Everything, including their hard work over the first half of the season, could be compromised. And yet some fans have welcomed the news that Icardi is no longer captain.
Parts of Inter’s support feel he should never have been given the armband in the first place and wanted it withdrawn after reading some explosive passages of his biography in 2016. The fact that news of Samir Handanovic’s installment as Inter’s new captain was communicated to the wider world via social media, a medium Nara appears to have mastered when it came to causing a stir, has been interpreted as no small irony. Spalletti’s revelation that Icardi was called up to Inter’s squad for Thursday’s Europa League game against Rapid Vienna, only to stay at home, has hardly helped the player’s cause, either.
Since then, Instagram stories of Icardi receiving treatment for inflammation in his right knee and a tweet from Inter confirming as much have added another layer to the affair at a time when questions abound about whether relations between the club and player can be reconciled.
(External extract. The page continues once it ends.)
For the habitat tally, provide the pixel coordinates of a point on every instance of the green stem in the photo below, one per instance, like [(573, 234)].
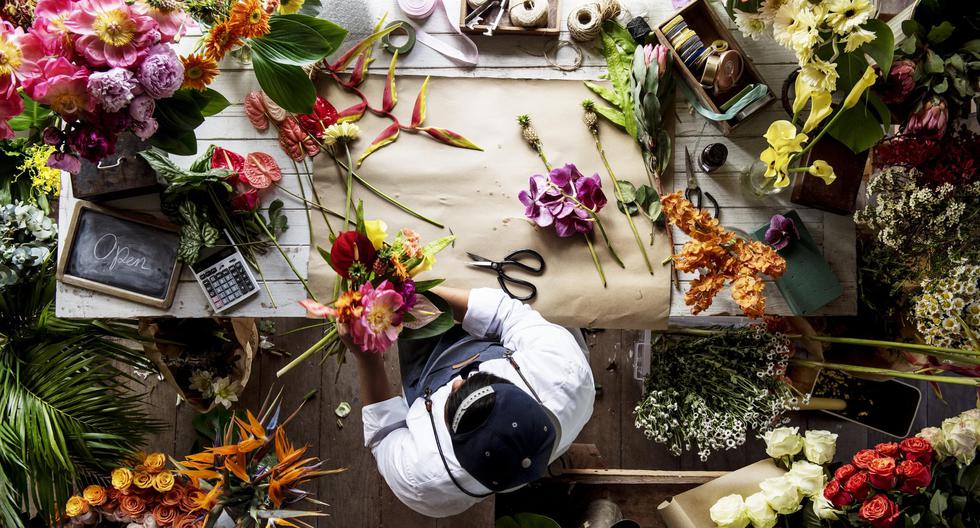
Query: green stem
[(319, 345), (619, 196), (886, 372), (595, 259), (387, 198), (282, 252)]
Inter’s sporting director, Pier Ausilio, has affirmed the club are still open to negotiating a new contract with Icardi, which, it must be said, isn’t at all urgent given his current one runs until 2021.
The question is simple, but crucial: How will Icardi go from being the guy to just one of the guys?
Wanda Nara’s outspokenness has caused problems for her husband and his current club.
It’s clear that he remains Inter’s best player. Not only is Icardi the team’s most prolific striker and a two-time Capocannoniere (Serie A top scorer), but he’s also the club’s ninth-top scorer of all time in all competitions. As such, he should perhaps be better than the seventh-best-paid player in the league. That doesn’t mean Inter should roll over and pay him €10m a year; the presence of a buyout clause worth only €110m in his current deal for clubs outside of Serie A explains why they’re just as eager to talk as Nara.
That figure seems cheap in today’s market, especially for a proven scorer in his prime — Icardi turns 26 on Feb. 19 — and given that Juventus’ sporting director, Fabio Paratici, confirmed plans to sign Icardi were shelved only when they were told Cristiano Ronaldo was available, Inter need to think carefully about what to do next. As much as supporters have welcomed Inter’s decision to impose some order and leave the impression no one is bigger than the club, the Nerazzurri find themselves between a rock and a hard place; one is reconciling with Icardi, the other is replacing him.
It’s make or break not just between Inter and the player, but for their season as a whole.